High performance GPU primitives for graph-tensor learning operations

https://doi.org/10.1016/j.jpdc.2020.10.011Get rights and content

Highlights

  • We propose a GPU-based library of eight Graph-Tensor learning operations.

  • We propose optimization techniques on computing, memory access, and communications.

  • We develop a graph data completion application to demonstrate the library.

  • The proposed library achieves up to 142.12× speedups over CPU-based implementations.

  • The application achieves up to 3.82× speedups and better accuracy over GPU-based work.

Abstract

Graph-tensor learning operations extend tensor operations by taking the graph structure into account, which have been applied to diverse domains such as image processing and machine learning. However, the running time of graph-tensor operations increases rapidly with the number of nodes and the dimension of data on nodes, making them impractical for real-time applications. In this paper, we propose a GPU library called cuGraph-Tensor for high-performance graph-tensor learning operations, which consists of eight key operations: graph shift (g-shift), graph Fourier transform (g-FT), inverse graph Fourier transform (inverse g-FT), graph filter (g-filter), graph convolution (g-convolution), graph-tensor product (g-product), graph-tensor SVD (g-SVD) and graph-tensor QR (g-QR). cuGraph-Tensor supports scalar, vector, and matrix data processing on each graph node. We propose optimization techniques on computing, memory accesses, and CPU–GPU communications that significantly improve the performance of the graph-tensor learning operations.

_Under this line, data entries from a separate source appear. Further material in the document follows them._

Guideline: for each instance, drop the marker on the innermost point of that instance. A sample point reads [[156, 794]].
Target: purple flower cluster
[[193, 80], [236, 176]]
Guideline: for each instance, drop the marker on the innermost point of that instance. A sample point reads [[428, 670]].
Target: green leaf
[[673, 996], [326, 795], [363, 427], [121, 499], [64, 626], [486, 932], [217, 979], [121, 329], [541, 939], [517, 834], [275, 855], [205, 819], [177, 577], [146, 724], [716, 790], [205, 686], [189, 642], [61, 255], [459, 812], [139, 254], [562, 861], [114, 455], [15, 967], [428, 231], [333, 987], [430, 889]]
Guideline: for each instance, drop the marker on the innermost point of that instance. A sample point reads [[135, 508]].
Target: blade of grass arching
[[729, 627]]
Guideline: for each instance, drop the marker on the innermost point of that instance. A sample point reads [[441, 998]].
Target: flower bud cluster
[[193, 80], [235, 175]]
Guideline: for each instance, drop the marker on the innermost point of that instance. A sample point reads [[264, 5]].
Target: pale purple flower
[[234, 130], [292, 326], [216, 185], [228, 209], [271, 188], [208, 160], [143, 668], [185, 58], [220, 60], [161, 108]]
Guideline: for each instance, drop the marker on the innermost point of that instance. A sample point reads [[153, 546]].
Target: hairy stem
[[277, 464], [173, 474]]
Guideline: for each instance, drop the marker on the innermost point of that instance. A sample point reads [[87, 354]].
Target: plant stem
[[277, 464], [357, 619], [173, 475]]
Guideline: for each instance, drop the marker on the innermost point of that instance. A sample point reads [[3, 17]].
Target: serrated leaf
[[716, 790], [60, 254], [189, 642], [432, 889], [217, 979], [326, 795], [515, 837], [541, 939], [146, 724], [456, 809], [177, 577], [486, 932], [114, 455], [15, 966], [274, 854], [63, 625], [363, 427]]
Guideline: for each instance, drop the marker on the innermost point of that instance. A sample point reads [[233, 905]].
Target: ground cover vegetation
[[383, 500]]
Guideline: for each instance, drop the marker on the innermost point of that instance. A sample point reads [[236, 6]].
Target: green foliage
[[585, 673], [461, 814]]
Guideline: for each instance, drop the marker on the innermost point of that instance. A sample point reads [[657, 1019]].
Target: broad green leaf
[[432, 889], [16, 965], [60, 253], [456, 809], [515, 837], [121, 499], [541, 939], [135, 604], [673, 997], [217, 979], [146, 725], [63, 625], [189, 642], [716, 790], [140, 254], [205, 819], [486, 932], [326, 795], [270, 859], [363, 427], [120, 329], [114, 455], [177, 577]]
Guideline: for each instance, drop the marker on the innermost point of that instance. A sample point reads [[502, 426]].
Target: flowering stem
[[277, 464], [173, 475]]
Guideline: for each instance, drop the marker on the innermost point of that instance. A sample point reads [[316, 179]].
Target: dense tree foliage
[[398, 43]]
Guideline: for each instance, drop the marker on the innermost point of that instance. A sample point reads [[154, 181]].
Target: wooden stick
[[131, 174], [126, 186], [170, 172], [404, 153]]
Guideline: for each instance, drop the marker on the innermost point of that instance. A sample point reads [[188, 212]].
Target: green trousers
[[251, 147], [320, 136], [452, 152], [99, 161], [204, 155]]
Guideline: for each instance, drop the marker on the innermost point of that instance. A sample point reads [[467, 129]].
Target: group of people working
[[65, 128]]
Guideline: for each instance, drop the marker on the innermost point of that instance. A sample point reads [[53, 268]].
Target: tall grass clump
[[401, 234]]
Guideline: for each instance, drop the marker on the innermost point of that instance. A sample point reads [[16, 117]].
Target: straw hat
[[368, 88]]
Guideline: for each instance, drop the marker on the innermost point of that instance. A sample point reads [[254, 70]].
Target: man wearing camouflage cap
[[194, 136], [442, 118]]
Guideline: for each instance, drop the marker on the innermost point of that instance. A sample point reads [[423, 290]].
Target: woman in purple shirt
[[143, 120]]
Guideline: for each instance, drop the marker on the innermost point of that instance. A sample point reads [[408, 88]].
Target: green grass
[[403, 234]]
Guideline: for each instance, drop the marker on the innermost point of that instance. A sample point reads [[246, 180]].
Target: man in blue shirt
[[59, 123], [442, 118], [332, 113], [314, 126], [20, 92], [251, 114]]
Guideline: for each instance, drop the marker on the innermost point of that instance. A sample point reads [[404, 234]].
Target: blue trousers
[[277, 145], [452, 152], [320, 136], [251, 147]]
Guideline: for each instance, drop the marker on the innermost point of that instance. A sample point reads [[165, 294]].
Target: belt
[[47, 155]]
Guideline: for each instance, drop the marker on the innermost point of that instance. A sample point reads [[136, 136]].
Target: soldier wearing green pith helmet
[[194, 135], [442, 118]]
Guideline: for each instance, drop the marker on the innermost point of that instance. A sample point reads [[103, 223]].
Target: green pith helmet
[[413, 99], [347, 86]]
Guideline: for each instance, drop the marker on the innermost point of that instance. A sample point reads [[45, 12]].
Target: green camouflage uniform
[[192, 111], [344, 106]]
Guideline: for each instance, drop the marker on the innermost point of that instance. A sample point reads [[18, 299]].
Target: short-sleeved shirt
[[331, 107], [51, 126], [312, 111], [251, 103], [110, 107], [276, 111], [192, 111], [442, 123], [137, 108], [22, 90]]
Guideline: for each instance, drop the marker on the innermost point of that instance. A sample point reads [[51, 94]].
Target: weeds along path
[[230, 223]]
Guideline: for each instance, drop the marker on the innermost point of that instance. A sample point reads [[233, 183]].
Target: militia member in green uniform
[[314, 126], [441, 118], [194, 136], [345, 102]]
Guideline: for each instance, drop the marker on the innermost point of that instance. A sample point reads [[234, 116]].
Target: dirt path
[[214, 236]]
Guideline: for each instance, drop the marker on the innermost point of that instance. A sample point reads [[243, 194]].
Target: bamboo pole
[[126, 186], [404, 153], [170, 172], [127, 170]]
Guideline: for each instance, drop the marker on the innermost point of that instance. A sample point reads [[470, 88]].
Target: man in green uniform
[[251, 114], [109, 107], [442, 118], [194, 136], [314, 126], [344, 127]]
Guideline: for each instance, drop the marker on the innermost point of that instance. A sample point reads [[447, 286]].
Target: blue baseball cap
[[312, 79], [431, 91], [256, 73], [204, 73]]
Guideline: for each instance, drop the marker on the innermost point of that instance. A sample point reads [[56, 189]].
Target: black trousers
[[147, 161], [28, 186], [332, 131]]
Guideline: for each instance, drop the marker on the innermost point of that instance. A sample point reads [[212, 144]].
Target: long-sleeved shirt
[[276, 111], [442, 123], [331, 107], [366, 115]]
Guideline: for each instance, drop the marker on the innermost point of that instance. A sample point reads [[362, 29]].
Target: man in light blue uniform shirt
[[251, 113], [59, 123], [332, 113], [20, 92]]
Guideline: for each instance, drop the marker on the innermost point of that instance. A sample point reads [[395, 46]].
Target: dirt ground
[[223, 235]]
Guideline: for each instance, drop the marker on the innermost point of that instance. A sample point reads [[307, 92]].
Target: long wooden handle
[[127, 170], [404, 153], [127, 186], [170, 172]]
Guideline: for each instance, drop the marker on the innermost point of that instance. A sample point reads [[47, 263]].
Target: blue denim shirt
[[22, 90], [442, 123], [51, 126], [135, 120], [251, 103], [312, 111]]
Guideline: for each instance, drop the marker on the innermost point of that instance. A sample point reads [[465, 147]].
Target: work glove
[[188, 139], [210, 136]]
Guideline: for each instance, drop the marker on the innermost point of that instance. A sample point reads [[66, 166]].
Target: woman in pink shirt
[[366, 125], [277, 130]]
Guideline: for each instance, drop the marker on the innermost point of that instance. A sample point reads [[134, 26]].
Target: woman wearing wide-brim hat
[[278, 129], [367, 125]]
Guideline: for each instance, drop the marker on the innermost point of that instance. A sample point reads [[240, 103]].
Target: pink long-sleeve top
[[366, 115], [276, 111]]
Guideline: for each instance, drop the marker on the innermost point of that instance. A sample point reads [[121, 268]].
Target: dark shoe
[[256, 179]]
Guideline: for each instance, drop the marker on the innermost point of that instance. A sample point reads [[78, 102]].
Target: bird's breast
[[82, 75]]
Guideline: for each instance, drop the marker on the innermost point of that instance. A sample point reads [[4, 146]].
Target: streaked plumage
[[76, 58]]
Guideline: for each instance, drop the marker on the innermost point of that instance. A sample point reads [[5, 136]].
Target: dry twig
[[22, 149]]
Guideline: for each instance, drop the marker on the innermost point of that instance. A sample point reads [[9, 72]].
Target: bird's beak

Using the optimized operations, cuGraph-Tensor builds a graph data completion application for fast and accurate reconstruction of incomplete graph data. In the experiments, the proposed graph learning operations achieve up to 142.12× speedups versus CPU-based GSPBOX and CPU MATLAB implementations running on two Xeon CPUs. The graph data completion application achieves up to 174.38× speedups over the CPU MATLAB implementation, and up to 3.82× speedups with better accuracy over the GPU-based tensor completion in the cuTensor-tubal library.

Introduction

There is a huge amount of data generated in diverse domains, such as social networks, sensor networks, biomolecular networks, citation and authorship networks, and e-commerce networks [13]. Many aspects of daily life are being recorded at all levels generating large-scale datasets such as phone trajectories, health data on monitoring devices, banking and financial records, shopping preferences, and so on. These data are irregular with complex structures [9]. Graphs offer the ability to characterize the complex interactions by data modeling. Thus researchers proposed various graphs to represent real-world data, such as scale-free graphs, ring graphs, nearest-neighbor graphs, and random geometric graphs [26]. Entities such as users on Facebook or sensors in a field are modeled as nodes and the connections among users or sensors as edges. For graphs that have a data matrix residing on each node, these data matrices form a tensor with graph structures called graph-tensor, where each frontal slice corresponds to a graph node and the connection between two frontal slices is an edge, as shown in Fig. 1.

Graph-tensor operations are widely used in various applications, such as graph neural networks (graph convolution, graph SVD, and graph QR), computer vision (graph convolution), image processing (graph filter), data completion (graph Fourier transform and inverse graph Fourier transform), and video compression (graph SVD). However, existing works are insufficient to support efficient large-scale graph-tensor computations. First, the running time of CPU-based graph-tensor operations increases rapidly with the number of nodes or the dimension of data on nodes; thus existing CPU-based graph-tensor tools cannot meet the real-time requirements of applications, such as localization and online recommendation. There is a growing impact of graph computing on high-performance GPUs [24]. Second, there are no high-performance graph-tensor computation libraries that support key graph-tensor operations as far as we know. Researchers have to implement and optimize their own graph-tensor operations in a case-by-case manner, which is inefficient and error-prone. For instance, GSPBOX [27] is a popular CPU-based graph processing toolbox. However, the graph operations in GSPBOX have long running time for big graphs, as revealed in our preliminary experiments (Fig. 18 shows g-FT, inverse g-FT, and g-filter on a graph vector of length 20,000 take 3022.36 s, 3006.91 s, and 20,443.11 s, respectively). Moreover, GSPBOX supports only scalar data on nodes and lacks several key graph operations such as graph convolution, graph shift, g-product, g-SVD, and g-QR, which have wide applications in network analysis and image processing. Although the cuTensor-tubal library [36], [37], [38] provides high performance tensor computations that are closely related to our work, it does not support the structural properties of graphs and is unsuitable for graph analyzing applications. Therefore, we are motivated to develop a library of high-performance graph-tensor operations to support diverse applications.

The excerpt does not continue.